The Complete Journey

1. Introduction

1.1 Problem Statement:

Coupon recommendation: What kind of coupons should be recommended to the Customer?
We want to be able better predict the mapping of a right coupon to be given to the right customer in order to increase coupon redemption and in turn sales. The client should be interested in the analysis for the following reasons-

This approach helps maximize coupon redemption and increase customer loyalty as he/she gets the coupon that they are most likely to use.
It helps the client formulate marketing strategies like - sending mailers to the right customers about the right coupons, placement and advertisement of the right products thus optimizing cost incurred in marketing

1.2 Addressing the problem

We plan to address the problem by adopting the following steps:

We want to group the customers, appropriately, based on their purchase behavior and demographics; to be able to better understand the purchase preferences and how do they vary with different demographic features. Data Used: Transaction data, Product data, Demographic Data, Coupon Data
Having established purchase conducts of the different “groups” of customer, we want to give them suggestions of products to purchase that are most frequently bought together along with the products purchased by him/her; that the customer is likely to purchase along with an already purchased product. Data Used: Product Data, Transaction Data

Treatment based on analysis: Using the results from all the above analysis we will obtain the likelihood of products to be purchased by the customer in the future or in his/her current visit based on the results from market-basket analysis, we want to give appropriate campaigns and appropriate coupons to the customer to maximize the usage of coupons and thus increase overall customer satisfaction and customer-engagement.

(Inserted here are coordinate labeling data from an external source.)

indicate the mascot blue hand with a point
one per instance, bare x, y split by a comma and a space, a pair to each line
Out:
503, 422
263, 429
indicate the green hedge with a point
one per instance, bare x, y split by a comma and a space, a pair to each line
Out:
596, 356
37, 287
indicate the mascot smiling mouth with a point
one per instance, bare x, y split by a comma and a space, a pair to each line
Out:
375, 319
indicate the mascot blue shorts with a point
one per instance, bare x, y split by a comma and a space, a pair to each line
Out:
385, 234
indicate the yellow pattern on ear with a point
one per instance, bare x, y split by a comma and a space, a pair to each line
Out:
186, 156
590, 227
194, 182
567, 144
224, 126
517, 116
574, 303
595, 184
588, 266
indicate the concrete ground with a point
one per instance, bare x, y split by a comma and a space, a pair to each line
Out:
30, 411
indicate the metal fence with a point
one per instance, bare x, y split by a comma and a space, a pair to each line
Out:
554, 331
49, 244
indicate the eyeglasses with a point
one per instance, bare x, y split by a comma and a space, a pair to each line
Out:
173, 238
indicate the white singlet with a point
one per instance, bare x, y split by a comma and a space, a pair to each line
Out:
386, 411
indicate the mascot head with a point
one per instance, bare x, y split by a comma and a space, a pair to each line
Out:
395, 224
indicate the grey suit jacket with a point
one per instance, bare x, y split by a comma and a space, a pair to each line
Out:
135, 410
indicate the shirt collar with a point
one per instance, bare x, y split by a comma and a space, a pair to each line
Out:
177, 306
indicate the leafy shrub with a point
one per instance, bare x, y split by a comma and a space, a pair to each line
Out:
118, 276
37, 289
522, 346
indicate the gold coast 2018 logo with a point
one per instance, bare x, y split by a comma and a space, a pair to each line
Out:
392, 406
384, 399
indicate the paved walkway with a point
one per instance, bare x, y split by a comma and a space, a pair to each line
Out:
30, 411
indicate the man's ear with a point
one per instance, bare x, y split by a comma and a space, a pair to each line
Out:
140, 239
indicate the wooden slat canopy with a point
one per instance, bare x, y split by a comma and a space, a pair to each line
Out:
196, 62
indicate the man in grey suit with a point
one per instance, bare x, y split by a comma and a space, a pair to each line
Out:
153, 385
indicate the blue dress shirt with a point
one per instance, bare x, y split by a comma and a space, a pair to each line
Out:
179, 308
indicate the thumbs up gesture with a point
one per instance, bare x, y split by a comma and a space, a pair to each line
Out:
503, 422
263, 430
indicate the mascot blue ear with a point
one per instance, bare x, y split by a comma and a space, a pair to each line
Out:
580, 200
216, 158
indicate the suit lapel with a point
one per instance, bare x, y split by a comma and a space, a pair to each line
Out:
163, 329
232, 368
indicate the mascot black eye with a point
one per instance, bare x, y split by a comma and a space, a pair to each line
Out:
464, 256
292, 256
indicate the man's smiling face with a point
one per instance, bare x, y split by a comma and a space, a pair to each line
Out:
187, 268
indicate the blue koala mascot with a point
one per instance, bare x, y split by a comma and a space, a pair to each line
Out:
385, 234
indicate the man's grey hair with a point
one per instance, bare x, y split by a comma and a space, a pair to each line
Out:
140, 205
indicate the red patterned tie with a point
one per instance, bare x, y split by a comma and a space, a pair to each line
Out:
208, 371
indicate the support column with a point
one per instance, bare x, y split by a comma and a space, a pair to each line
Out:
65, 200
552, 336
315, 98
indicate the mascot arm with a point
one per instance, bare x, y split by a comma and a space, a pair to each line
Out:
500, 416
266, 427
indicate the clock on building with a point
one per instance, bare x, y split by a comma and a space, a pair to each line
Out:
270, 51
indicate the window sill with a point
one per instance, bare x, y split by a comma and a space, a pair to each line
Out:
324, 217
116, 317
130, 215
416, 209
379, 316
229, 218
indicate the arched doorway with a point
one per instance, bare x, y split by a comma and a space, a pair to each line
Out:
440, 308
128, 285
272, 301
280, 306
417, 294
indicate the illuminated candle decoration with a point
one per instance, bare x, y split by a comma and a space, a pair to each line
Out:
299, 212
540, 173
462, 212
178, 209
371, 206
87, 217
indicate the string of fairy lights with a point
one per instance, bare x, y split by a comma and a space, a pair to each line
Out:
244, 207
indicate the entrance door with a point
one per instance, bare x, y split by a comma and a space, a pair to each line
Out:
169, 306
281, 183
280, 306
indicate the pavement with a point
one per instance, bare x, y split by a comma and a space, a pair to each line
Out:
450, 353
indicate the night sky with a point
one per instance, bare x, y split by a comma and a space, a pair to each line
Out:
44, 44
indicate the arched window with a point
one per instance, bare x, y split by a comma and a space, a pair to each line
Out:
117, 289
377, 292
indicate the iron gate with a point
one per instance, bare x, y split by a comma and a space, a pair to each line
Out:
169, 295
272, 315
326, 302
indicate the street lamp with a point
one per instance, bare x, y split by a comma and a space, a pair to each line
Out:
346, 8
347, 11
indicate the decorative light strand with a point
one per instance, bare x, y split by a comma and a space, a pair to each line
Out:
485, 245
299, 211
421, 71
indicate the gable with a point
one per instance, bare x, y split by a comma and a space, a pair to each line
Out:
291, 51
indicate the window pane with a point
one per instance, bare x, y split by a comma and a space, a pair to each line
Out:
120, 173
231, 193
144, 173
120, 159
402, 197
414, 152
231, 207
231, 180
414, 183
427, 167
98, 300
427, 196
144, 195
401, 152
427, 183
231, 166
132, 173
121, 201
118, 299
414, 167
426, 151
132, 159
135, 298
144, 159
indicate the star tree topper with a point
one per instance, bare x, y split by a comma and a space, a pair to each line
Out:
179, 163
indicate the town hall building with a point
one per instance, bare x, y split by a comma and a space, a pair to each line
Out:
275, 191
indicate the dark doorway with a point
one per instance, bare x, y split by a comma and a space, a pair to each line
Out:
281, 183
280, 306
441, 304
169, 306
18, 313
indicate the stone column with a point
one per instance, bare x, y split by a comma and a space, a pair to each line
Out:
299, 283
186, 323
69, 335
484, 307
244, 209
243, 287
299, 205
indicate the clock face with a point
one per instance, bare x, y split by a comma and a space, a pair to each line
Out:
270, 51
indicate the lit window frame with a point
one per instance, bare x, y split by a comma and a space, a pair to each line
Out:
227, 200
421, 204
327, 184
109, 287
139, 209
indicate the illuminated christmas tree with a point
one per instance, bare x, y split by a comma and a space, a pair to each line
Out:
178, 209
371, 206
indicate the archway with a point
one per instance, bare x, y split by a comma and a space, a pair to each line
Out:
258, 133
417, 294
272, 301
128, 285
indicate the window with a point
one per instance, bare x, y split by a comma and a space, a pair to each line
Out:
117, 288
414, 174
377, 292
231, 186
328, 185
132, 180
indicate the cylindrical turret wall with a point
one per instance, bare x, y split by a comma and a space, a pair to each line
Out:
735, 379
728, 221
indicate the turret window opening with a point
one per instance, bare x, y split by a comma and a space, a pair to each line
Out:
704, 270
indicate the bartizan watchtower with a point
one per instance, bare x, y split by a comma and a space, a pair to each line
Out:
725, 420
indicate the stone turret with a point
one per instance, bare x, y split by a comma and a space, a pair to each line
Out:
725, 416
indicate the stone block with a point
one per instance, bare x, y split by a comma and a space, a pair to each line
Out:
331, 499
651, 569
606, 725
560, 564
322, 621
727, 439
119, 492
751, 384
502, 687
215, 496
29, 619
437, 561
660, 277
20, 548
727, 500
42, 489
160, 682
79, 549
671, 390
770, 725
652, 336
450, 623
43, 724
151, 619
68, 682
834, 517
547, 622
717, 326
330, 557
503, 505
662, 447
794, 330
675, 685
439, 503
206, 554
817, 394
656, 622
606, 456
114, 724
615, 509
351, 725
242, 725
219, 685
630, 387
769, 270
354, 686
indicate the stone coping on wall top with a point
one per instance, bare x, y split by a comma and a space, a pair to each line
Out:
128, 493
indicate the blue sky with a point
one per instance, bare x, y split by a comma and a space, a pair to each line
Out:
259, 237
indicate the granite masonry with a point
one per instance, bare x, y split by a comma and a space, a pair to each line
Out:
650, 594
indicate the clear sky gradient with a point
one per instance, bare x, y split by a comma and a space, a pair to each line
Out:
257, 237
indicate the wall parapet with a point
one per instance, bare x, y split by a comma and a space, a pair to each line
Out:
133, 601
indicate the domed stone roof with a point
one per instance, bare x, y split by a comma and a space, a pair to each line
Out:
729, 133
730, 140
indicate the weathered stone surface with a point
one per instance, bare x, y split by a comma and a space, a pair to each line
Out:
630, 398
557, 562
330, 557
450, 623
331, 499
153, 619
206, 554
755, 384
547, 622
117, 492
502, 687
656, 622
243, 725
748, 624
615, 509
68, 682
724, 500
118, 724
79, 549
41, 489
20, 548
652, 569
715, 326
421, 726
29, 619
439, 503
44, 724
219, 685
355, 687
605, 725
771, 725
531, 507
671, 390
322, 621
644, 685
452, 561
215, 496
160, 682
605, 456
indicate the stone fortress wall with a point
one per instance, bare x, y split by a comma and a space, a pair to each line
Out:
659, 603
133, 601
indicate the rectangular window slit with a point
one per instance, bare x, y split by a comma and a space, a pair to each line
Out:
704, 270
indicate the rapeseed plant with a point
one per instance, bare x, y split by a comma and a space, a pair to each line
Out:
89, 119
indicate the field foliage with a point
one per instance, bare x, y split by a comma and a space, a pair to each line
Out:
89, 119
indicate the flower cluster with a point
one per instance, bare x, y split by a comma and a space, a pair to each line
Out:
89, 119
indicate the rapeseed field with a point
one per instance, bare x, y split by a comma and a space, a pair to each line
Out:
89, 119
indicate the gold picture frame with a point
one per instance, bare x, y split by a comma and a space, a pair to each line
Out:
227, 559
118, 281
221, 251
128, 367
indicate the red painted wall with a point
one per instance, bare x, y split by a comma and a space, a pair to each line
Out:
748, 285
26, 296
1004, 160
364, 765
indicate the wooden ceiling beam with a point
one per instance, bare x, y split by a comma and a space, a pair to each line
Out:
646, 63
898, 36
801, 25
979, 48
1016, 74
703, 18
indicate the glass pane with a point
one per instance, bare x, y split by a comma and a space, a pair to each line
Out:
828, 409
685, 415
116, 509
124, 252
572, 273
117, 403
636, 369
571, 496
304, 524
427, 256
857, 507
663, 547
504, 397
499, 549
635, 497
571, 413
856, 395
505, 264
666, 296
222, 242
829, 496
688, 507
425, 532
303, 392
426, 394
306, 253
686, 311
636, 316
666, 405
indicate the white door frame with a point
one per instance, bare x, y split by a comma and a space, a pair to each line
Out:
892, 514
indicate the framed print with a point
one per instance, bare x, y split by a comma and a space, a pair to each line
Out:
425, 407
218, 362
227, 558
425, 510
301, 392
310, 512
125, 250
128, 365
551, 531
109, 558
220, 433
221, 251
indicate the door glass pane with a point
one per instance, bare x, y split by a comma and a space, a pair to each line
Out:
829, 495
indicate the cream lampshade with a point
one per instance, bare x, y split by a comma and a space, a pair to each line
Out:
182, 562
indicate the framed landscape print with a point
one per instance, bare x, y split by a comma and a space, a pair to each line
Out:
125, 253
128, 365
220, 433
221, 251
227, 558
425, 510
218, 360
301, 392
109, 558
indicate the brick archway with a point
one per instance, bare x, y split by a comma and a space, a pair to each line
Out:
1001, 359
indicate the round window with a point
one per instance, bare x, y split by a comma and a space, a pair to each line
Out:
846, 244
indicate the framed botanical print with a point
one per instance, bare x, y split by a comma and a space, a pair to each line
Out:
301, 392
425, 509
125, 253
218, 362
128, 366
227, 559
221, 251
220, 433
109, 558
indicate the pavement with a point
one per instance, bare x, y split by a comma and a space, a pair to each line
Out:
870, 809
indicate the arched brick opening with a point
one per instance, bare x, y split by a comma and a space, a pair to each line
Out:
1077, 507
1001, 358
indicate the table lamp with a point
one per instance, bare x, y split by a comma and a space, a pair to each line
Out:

1.3 Current proposed approach/analytic technique

Clustering: We want to use decision trees to arrive at a rule to be able to cluster the customer into groups.
Market Basket Analysis: We want to recommend the right products that the customer might be interested in buying along with the already purchased products

1.4 How will this analysis help the consumer?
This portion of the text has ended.